In KRAS or BRAF mutated NSCLC, anti-PD1/PD-L1 immunotherapy exhibits high efficacy. As more targeted therapies are developed in this setting, the question is now to evaluate the best sequence and/or combination of treatments. KRAS G12C inhibitors sotorasib and adagrasib have a favorable safety profile that may allow combination with anti-PD1/PD-L1 treatment, a strategy that is under investigation for first-line treatment (NCTXXX). BRAF V600E inhibition with anti-BRAF and anti-MEK inhibitors is associated with more toxicities, which may preclude their use in combination with anti-PD1/PD-L1 agents. Comparison of first-line treatment with TKIs or chemo-immunotherapy is needed in this setting. The same question is arising for MET and HER2 mutated as new targeted therapies are being developed and reach first- or second-line treatment.

For other rare targetable drivers, data is too scarce to draw definitive conclusions about the place of anti-PD1/PD-L1. Gathering large cohorts of patients in this setting is challenging but collaborative efforts are ongoing such as the RET-MAP study.

5. Conclusions

NSCLC with driver mutations represent a challenging population for the clinician as large clinical trials often do not take into account the particular biology of these subgroups. Preclinical data are useful for evidence-based decisions, but real-world studies are particularly important to assess their relevance.
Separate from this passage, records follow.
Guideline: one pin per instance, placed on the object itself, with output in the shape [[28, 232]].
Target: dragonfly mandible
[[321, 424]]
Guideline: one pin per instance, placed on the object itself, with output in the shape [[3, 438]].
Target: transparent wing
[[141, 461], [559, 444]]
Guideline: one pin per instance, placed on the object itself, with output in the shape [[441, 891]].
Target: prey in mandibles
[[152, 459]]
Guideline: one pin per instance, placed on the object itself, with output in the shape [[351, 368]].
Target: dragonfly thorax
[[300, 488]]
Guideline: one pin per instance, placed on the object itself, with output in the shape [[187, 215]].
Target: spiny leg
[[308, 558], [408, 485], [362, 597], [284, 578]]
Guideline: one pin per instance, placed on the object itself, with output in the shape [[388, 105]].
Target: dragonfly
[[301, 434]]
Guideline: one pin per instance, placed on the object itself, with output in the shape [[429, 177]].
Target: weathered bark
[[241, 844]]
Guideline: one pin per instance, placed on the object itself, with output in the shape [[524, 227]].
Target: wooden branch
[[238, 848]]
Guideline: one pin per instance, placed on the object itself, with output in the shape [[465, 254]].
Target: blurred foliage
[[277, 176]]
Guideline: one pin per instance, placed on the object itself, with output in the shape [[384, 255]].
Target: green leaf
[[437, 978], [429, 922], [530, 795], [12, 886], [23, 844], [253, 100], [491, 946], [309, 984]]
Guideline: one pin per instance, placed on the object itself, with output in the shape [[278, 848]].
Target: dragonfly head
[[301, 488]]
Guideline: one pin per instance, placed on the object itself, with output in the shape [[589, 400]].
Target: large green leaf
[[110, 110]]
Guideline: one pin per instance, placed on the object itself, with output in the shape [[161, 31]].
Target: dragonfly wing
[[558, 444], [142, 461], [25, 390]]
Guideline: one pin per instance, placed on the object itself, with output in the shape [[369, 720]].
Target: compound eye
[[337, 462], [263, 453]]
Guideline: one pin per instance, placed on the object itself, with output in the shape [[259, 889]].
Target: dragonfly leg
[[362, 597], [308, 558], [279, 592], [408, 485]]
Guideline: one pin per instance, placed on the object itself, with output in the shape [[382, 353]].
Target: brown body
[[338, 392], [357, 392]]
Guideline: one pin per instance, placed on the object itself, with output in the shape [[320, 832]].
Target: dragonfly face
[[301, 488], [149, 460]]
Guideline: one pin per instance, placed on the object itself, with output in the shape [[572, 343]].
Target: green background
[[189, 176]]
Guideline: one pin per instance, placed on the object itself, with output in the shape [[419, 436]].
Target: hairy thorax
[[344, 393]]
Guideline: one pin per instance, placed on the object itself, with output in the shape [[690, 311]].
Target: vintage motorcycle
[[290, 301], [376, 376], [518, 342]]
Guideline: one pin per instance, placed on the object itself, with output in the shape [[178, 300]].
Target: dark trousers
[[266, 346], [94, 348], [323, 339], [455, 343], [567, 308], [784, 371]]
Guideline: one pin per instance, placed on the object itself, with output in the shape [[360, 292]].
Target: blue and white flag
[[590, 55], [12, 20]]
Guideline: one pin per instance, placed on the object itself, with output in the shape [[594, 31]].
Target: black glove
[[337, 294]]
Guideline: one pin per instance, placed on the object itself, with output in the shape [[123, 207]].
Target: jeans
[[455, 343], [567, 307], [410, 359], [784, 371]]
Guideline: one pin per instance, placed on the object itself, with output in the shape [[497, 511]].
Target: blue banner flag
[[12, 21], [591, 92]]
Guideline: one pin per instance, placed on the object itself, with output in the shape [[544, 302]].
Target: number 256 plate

Network efforts to gather large cohort should be encouraged in this perspective.

Anti-PD1/PD-L1 therapy has been a revolution in the field of advanced NSCLC, notably by improving the prognosis of stage IV disease. It gave rise to a whole new population of patients, the long-term survivors, who did not exist in that setting before the immunotherapy era. Nevertheless, here we showed that some subgroups of patients do not derive a benefit from these drugs, particularly patients with EGFR- or HER2-mutated or ALK-rearranged NSCLC. On the other hand, BRAF- and MET-mutated NSCLC seem to be as sensitive to anti-PD1/PD-L1 immunotherapy as unselected NSCLC. Patient selection using validated biomarkers and inclusion in clinical trials are key to improve their outcome. Biomarker studies beyond PDL-1 expression are needed and achievable in EGFR, ALK, BRAF, HER2, RET, NTRK, KRAS G12C, and MET-mutated NSCLC patients.